According to Sesame Workshop, Joan Ganz Cooney -- Morrisett's co-founder -- said the following: "Without Lloyd Morrisett, there would be no Sesame Street. It was he who first came up with the notion of using television to teach preschoolers basic skills, such as letters and numbers. He was a trusted partner and loyal friend to me for over fifty years, and he will be sorely missed."

Lloyd N. Morrisett Jr. was born in Oklahoma City, Oklahoma on Nov. 2, 1929. He graduated from Oberlin College with a B.A. in philosophy in 1951 before going on to receive a Ph.D. in experimental psychology from Yale University. In 1956, Morrisett began teaching at the School of Education at the University of California at Berkeley, though was initially unimpressed with academic life. He then worked at the Social Science Research Council from 1958 to 1959. This led Morrisett to the Carnegie Corporation, where he developed a specialty in early education.

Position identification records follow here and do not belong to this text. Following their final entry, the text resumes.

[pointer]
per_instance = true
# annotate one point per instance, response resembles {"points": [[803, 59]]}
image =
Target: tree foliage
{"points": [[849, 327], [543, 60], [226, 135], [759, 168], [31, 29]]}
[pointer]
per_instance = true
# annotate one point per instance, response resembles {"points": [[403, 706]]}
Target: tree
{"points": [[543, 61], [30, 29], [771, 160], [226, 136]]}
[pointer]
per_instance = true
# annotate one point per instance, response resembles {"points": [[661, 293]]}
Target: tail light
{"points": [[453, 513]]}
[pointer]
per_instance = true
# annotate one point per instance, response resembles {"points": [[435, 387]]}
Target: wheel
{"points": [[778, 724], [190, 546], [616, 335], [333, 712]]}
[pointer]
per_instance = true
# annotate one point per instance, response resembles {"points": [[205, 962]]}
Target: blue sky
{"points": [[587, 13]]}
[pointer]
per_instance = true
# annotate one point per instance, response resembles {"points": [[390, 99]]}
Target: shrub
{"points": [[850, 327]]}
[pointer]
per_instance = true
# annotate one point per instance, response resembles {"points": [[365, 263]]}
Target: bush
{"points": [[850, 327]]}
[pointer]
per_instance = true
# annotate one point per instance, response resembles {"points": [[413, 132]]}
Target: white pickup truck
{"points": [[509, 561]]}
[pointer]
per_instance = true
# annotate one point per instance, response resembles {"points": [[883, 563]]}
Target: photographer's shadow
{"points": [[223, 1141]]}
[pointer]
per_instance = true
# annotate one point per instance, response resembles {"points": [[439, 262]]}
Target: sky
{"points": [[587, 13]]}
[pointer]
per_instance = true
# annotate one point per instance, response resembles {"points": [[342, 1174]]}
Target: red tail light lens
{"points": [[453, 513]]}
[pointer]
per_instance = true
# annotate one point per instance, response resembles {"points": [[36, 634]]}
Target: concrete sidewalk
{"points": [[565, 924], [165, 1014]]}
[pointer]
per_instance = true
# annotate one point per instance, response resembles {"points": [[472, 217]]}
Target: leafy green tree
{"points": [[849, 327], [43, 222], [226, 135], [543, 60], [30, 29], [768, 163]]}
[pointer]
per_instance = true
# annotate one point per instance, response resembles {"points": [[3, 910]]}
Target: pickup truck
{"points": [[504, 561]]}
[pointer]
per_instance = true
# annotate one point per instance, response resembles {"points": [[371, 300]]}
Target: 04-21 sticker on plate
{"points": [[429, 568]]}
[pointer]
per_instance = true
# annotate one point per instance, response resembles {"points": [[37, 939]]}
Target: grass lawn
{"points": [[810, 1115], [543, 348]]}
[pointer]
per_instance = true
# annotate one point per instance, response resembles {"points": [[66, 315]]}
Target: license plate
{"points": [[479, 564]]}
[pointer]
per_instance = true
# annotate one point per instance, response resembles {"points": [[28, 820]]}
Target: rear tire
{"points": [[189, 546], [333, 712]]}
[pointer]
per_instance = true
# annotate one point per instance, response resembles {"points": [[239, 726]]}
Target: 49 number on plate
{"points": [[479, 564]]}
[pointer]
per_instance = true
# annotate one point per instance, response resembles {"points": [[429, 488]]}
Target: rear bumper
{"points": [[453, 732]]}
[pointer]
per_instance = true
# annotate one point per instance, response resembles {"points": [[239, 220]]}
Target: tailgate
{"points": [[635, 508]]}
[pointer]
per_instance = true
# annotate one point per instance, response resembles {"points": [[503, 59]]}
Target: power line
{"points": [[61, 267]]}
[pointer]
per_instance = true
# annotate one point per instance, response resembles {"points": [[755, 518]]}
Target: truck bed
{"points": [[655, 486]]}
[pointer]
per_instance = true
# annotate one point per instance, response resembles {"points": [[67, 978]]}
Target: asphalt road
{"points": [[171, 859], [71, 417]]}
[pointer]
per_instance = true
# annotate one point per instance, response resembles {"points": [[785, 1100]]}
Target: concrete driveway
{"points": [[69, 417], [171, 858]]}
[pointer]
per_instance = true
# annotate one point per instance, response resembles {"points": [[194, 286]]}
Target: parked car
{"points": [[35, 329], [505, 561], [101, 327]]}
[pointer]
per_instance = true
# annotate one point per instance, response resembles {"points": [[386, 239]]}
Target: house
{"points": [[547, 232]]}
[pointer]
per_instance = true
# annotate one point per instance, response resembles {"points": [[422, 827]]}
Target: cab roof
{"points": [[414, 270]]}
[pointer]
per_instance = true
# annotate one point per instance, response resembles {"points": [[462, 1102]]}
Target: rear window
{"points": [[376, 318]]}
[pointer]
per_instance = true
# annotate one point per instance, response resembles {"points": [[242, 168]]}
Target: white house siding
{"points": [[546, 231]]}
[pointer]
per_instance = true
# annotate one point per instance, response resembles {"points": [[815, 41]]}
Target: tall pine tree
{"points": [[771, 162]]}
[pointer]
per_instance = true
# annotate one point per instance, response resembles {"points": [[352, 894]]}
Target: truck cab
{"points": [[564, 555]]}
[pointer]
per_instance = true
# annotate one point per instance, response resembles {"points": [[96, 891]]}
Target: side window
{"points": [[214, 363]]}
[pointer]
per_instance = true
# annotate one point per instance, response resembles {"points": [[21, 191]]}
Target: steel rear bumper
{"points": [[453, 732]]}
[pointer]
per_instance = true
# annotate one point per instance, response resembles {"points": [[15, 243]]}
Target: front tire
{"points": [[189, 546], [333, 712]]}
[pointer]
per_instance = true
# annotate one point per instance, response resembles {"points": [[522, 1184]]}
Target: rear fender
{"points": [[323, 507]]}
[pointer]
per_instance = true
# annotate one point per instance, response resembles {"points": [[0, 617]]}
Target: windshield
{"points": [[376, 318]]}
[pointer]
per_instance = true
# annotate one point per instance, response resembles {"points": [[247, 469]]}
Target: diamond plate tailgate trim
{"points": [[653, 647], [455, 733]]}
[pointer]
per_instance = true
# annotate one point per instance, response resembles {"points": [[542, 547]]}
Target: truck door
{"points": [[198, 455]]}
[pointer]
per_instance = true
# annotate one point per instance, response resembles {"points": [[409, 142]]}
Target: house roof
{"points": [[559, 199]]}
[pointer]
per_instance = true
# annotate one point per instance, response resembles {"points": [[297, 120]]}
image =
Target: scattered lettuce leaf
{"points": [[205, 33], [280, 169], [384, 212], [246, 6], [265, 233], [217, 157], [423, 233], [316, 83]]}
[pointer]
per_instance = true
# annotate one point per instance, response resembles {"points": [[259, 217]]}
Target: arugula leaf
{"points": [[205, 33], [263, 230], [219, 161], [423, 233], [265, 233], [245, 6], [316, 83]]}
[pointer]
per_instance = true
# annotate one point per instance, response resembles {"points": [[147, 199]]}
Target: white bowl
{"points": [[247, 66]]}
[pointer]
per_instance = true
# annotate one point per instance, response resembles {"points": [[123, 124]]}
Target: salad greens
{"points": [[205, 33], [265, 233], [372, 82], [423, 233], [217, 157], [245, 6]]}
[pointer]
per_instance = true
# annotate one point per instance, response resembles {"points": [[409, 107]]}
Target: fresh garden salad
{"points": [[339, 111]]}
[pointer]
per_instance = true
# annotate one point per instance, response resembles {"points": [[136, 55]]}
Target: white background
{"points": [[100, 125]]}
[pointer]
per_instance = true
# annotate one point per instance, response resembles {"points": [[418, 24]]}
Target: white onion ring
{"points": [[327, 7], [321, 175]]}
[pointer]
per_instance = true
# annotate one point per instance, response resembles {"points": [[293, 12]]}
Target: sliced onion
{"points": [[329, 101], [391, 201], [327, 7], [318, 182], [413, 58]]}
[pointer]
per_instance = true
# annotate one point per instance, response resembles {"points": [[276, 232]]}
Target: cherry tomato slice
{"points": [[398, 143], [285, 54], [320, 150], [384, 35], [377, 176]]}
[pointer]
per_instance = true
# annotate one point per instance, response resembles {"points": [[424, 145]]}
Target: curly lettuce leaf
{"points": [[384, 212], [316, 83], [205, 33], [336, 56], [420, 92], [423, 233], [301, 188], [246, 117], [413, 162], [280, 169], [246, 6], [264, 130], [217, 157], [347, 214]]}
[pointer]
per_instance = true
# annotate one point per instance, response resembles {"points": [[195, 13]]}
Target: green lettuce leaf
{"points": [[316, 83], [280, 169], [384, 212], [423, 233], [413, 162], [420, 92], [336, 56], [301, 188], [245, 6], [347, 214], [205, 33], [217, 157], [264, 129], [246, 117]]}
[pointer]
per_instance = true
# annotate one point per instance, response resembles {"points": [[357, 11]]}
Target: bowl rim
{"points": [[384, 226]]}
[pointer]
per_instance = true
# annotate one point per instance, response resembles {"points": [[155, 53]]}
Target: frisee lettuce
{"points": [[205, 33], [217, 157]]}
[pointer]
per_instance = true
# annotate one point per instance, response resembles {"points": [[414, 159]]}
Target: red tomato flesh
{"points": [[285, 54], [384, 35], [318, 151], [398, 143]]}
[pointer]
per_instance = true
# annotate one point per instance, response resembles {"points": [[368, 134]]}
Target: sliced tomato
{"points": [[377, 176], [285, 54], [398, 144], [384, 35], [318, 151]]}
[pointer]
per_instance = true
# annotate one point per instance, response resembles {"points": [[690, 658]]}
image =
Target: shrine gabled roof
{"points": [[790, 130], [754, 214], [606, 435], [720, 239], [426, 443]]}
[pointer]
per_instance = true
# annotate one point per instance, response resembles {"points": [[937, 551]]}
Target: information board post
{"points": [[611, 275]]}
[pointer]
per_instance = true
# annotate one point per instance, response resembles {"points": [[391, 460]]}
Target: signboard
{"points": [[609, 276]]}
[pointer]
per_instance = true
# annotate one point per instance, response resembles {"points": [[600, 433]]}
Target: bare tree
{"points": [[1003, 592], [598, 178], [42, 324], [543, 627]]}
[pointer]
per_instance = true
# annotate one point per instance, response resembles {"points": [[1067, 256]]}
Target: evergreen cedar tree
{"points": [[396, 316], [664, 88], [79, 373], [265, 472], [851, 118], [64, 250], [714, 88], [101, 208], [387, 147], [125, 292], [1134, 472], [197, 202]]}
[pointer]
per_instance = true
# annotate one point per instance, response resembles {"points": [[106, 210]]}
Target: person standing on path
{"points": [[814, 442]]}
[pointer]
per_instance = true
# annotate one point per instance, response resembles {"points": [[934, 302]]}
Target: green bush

The spark for what would become Sesame Street came in December 1965, when Morrisett noticed something while his three-year-old daughter, Sarah, was sitting in front of the television, waiting for her morning cartoons to start. "Sarah Morrisett had memorized an entire repertoire of TV jingles," Michael Davis wrote in his 2008 book Street Gang: The Complete History of Sesame Street (which was later adapted into the 2021 documentary Street Gang: How We Got to Sesame Street). "It is not too far a stretch to say that Sarah's mastery of jingles led to a central hypothesis of the great experiment that we know as Sesame Street: if television could successfully teach the words and music to advertisements, couldn't it teach children more substantive material by co-opting the very elements that made ads so effective?"

Morrisett presented his hypothesis to the aforementioned Cooney -- a TV writer and producer -- at a dinner party at her apartment in February 1966. Cooney agreed to hear Morrisett out further, with the two going on to form the Children's Television Workshop -- now known as Sesame Workshop -- in 1968. Starring the Muppet characters created by the late, great Jim Henson, Cooney and Morrisett's Sesame Street premiered in 1969. The educational children's series is still ongoing to this very day, with well over 4,000 episodes under its belt. As of 2021, the show has won 222 Emmy Awards, as well as 11 Grammy Awards. In 2019, Cooney and Morrisett also received Kennedy Center Honors for their work on Sesame Street, marking the first time a TV show had been honored at the event.